Dr. Brown continues: “To state ‘weak radiations do not penetrate beyond the skin’ is incorrect. If this were true, microwave ovens wouldn’t heat up food. All radiation penetrates through skin. Even light, at high intensities, can get beyond the protective barrier of chromophores in the skin and pass into and illuminate the body’s tissues. We recently published a scientific paper demonstrating clumping effects on circulating blood in deep veins from cell phone exposure, further proving deeper penetration of microwaves.”
The term “weak” as used throughout the Times piece is introduced in an uncredited image which presents a physics lesson with the unsubstantiated claim that the Trump administration is “loosening safety rules on strong radiations and tightening restrictions on weak ones.” The image caption simply says, “credit TK”—an editorial note which means that the source of the image is not known and needs to be added. Essentially, while The New York Times poses concerns over the loosening of nuclear regulations, it does so by creating a literary construct utilizing non-ionizing radiation as a tool to set up a binary choice between the risks of radiation from wireless technology versus nuclear power. The science shows that both types of radiation carry risks—unless you cherry-pick your sources as the Times does.

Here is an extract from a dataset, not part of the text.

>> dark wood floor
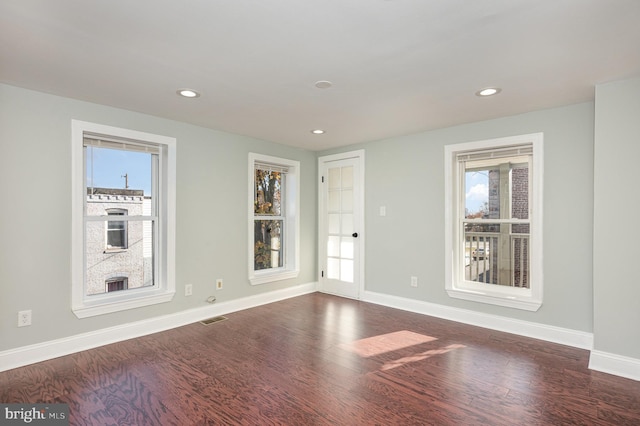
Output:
[0,293,640,425]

“The New York Times typically has opposed even reporting on wireless radiation harms. When it does, it fails to cite key facts, thus ignoring journalism ethics,” points out EHT President and General Counsel Joseph M. Sandri Jr.
“This Times article is a case in point. Despite the Times’ omissions and misrepresentations, it has long been established that cell phones and wireless infrastructure are tied to significant harms to humans and the environment. National Toxicology Program and WHO animal studies, among others, have established reliable evidence about the heightened risk of cancer. Other studies show negative impacts including and not limited to low sperm counts, anxiety, depression, and other maladies.” Mr. Sandri also points out, “Since the 2021 EHT v. FCC federal court ruling, the FCC has been under a court remand mandate to meaningfully revise its outmoded 1996 wireless exposure limits. The FCC has yet to comply.”